Bayesian Inference & Decision Theory Flashcards
What is decision theory?
The practice of making decisions under uncertainty
What are the different perspectives on distribution parameters between Frequentist Statistics and Bayesian Statistics?
In Frequentist Statistics, parameter theta is considered to be fixed at some point estimate. In Bayesian Statistics, theta is considered to be something that can vary based on some distribution (i.e. posterior probabilities)
What is the equation of P(A|B)?
[P(A and B)]/P(B)
or
[P(B|A).PA]/[P(B|A).P(A) + P(B|not A).P(not A)] (for 2 possible events)
*the denominator is the same as P(B)
What is the equation for P(A and B)?
P(A|B).P(B)
What is the equation for the expected value of a pmf?
summation(x.p(x)) through all outcomes
What is the objective of Bayesian Inference?
To logically and coherently update state probabilities as new evidence becomes available
Is it always logical to maximise profit or minimise loss?
No. We have to consider the scale of the downside.
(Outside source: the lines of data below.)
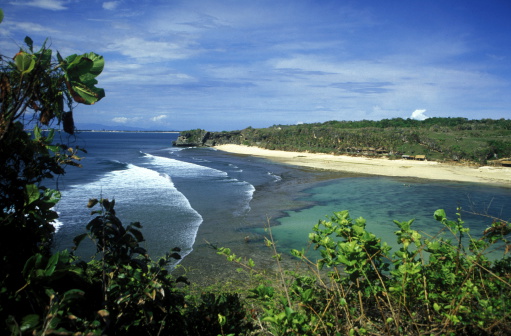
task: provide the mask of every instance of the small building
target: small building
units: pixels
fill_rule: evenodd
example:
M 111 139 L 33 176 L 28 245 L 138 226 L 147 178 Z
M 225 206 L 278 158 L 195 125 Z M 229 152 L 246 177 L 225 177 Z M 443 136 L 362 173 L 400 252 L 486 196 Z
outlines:
M 426 160 L 426 155 L 415 155 L 415 160 L 424 161 Z

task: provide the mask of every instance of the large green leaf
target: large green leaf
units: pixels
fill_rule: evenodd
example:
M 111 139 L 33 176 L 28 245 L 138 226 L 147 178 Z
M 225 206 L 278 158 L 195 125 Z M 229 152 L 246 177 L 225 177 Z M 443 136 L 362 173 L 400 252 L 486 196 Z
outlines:
M 24 51 L 20 51 L 14 57 L 14 64 L 16 64 L 16 68 L 22 73 L 29 73 L 34 69 L 35 60 L 32 55 L 27 54 Z
M 28 196 L 28 204 L 32 204 L 37 201 L 41 196 L 39 188 L 35 184 L 27 184 L 25 188 Z
M 67 61 L 67 76 L 70 80 L 78 80 L 81 75 L 90 72 L 94 63 L 83 56 L 71 55 L 66 58 Z
M 103 68 L 105 67 L 105 59 L 103 58 L 103 56 L 100 56 L 93 52 L 83 54 L 83 56 L 90 59 L 93 63 L 93 66 L 90 69 L 90 73 L 92 75 L 98 76 L 101 72 L 103 72 Z
M 92 105 L 105 97 L 105 90 L 101 88 L 89 87 L 78 81 L 72 81 L 70 86 L 73 99 L 82 104 Z
M 103 56 L 95 53 L 71 55 L 62 60 L 66 73 L 66 84 L 73 99 L 82 104 L 92 105 L 105 97 L 105 90 L 95 87 L 98 76 L 105 65 Z

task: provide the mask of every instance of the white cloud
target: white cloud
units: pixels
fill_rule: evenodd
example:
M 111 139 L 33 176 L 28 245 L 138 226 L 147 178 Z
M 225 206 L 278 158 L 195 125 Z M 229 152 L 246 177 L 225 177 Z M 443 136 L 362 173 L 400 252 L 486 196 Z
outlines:
M 12 5 L 31 6 L 49 10 L 65 10 L 67 7 L 64 6 L 64 3 L 65 1 L 62 0 L 32 0 L 27 2 L 11 2 Z
M 135 124 L 139 123 L 142 120 L 141 117 L 115 117 L 112 118 L 112 121 L 118 124 Z
M 156 122 L 158 122 L 158 121 L 162 121 L 163 119 L 166 119 L 166 118 L 167 118 L 167 116 L 166 116 L 166 115 L 164 115 L 164 114 L 160 114 L 159 116 L 152 117 L 152 118 L 151 118 L 151 121 L 156 121 Z
M 428 119 L 429 117 L 424 114 L 425 112 L 426 112 L 426 110 L 415 110 L 415 111 L 413 111 L 410 119 L 416 119 L 416 120 Z
M 117 6 L 119 6 L 119 1 L 107 1 L 107 2 L 103 2 L 103 9 L 106 9 L 106 10 L 114 10 L 117 8 Z
M 14 29 L 26 32 L 26 33 L 45 33 L 54 34 L 58 33 L 58 30 L 51 29 L 47 26 L 42 26 L 37 23 L 31 22 L 16 22 L 13 24 Z
M 119 123 L 119 124 L 125 124 L 129 121 L 126 117 L 115 117 L 112 119 L 113 122 Z
M 176 60 L 195 53 L 190 42 L 151 41 L 139 37 L 129 37 L 112 44 L 110 49 L 139 62 Z

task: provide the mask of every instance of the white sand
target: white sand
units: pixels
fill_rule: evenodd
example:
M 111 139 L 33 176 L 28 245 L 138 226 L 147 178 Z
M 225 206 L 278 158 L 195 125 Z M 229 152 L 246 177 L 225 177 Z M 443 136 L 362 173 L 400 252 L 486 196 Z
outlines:
M 285 164 L 317 169 L 383 176 L 488 183 L 511 187 L 511 168 L 509 167 L 467 167 L 434 161 L 389 160 L 386 158 L 285 152 L 240 145 L 220 145 L 215 146 L 215 148 L 229 153 L 259 156 Z

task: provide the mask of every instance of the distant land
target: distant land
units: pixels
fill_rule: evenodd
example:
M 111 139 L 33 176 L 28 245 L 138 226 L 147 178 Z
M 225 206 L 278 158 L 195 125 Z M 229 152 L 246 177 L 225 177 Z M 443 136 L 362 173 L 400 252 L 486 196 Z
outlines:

Sometimes risk-tolerance makes us less perfectly rational
What is EVPI?
The expected value of perfect information difference between the best expected outcome with the prior information and the best possible outcome perfect information
What is predictive probability?
The overall probability of observing some X in the data
What is a posterior probability?
A probability representing theta equalling some value after factoring additional information
What is the Excel function for weighted summation?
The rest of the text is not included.